Samantha Power has been a bit overwhelmed by the attention she has been getting lately. A typical day for her includes one or more speaking engagements, an interview or two, and an inbox crammed with hundreds of e-mail messages. And all this on top of her teaching and research commitments.

“I’m finding that my eyes are bigger than my capacity,” she says. “I could learn a few lessons on how to say ‘no.’”

She rarely does say no, however. After all, she is a woman with a message, and the media attention provides a way of getting that message out. So saying no seems counterproductive. Sensible, perhaps, but counterproductive.

Power’s recent notoriety comes as result of her book, “A Problem from Hell: America and the Age of Genocide” (Basic Books, 2002), which was recently named as the winner of the National Book Critics Circle prize in nonfiction.

The title is from a remark made in 1995 by former Secretary of State Warren Christopher about ethnic hostilities in the former Yugoslavia. Made in response to the Serb nationalists’ shelling of Sarajevo, the remark was meant to express a sense of futility about ameliorating ethnic hatreds of such violence and duration.

Power, now a lecturer at the Kennedy School of Government and an affiliate of the Carr Center for Human Rights Policy, which she founded in 1999, has firsthand knowledge of the conflict in Yugoslavia, having gone there in 1993 as a freelance journalist. It was her first reporting job. She had gone on her own with only the promise from an editor at U.S. News and World Report that he would accept her collect calls from the field.

As a 22-year-old recent college graduate, Power felt this was the only way she could make a contribution toward raising awareness of the ethnic cleansing policy of the Bosnian Serbs and its toll in human death and suffering. The gamble worked. U.S. News and World Report eventually took one of her articles, and on the strength of that success she became a full-time correspondent for the Boston Globe and other publications.

Returning to the United States after the war, Power decided that a law degree would give her the skills to help prosecute war criminals.

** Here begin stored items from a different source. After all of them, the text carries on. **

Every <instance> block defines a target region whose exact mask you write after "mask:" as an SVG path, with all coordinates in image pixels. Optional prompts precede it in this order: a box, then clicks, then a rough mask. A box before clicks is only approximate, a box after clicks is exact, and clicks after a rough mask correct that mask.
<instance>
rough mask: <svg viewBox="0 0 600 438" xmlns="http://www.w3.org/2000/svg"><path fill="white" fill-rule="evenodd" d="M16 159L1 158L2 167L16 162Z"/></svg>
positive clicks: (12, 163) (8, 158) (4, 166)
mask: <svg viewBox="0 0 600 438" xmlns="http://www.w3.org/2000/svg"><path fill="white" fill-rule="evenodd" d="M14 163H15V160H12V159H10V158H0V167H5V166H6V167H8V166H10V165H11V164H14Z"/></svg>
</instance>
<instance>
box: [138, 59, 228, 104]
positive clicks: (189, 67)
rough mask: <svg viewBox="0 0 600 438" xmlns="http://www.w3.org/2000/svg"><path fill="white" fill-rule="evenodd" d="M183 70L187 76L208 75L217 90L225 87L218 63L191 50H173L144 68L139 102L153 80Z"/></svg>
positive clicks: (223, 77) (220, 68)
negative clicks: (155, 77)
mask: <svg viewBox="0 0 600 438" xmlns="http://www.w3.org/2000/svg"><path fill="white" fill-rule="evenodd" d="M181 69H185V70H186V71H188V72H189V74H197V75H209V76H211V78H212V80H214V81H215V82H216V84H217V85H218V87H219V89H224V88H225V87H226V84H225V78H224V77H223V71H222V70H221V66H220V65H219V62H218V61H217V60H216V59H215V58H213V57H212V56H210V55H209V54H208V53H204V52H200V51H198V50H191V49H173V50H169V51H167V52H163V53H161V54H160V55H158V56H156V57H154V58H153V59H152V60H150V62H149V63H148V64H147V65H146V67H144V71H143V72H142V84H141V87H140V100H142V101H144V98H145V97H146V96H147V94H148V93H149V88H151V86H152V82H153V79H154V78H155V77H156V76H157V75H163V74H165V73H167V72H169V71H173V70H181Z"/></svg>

She enrolled in Harvard Law School. But what she saw around her created a sense of dissonance between the values that were being affirmed and the nation’s current policies.

It was a time when the Holocaust was very much in the public eye. The Holocaust Museum had opened in Washington, Stephen Spielberg’s movie “Schindler’s List” was receiving respectful attention, and humanitarians were vowing that “never again” would the world stand by while genocide was being perpetrated.

And yet at the very same time, Muslims in Sarajevo and elsewhere were being murdered, raped, and driven from their homes while the Clinton administration argued that intervention would not serve American interests.

The situation prompted Power to delve into American history to see whether such inaction had always been the norm. She discovered that it had. From 1915, when Turkey began its attempted extermination of the Armenians, to genocidal campaigns in Germany, Cambodia, Iraq, Bosnia, and Rwanda, the United States had done very little to stop the slaughter. Power wondered why.

“The question I was trying to answer was: Why does America do so little about genocide? And that raises a second question: Why do we think we’re so much better than we are? What are the stories we’re telling ourselves that allow us to view ourselves as innocent?”

Power’s 600-page book is her attempt to answer these questions. She finds that again and again authorities failed to act, downplaying the severity of the atrocities or pleading ignorance after it was too late. And yet within these dismal sagas, Power finds cause for hope.

In addition to documenting the moral failures of those in authority, the book celebrates the efforts of individuals who persisted in speaking out against genocide. These lone moral actors are the heroes of the story: Henry Morgenthau, U.S. ambassador to the Ottoman empire, who urged the Wilson administration to do something to help the Armenians; Raphael Lemkin, who coined the word genocide and fought to have it declared a crime by the United Nations; Sen. William Proxmire, who made 3,211 speeches on the Senate floor urging the United States to ratify the U.N.’s anti-genocide convention; Peter Galbraith, a member of the Senate Foreign Relations Committee staff, who called for the United States to stop aid to Saddam Hussein after the Iraqi leader used poison gas against the Kurds in 1988.

“I think the book shows the role of individuals in history and the impact they can have.”

In Power’s view, the efforts of these individuals, while producing little effect in the short term, have helped to change the world’s ethical awareness and its standards of behavior.

“I recognize that human nature being what it is, killings will always take place, but between 1915 and 1995 I think there have been significant changes. There have been two military interventions against Bosnia, we’ve established the War Crimes Tribunal and the International Criminal Court. I haven’t given up hope at all.”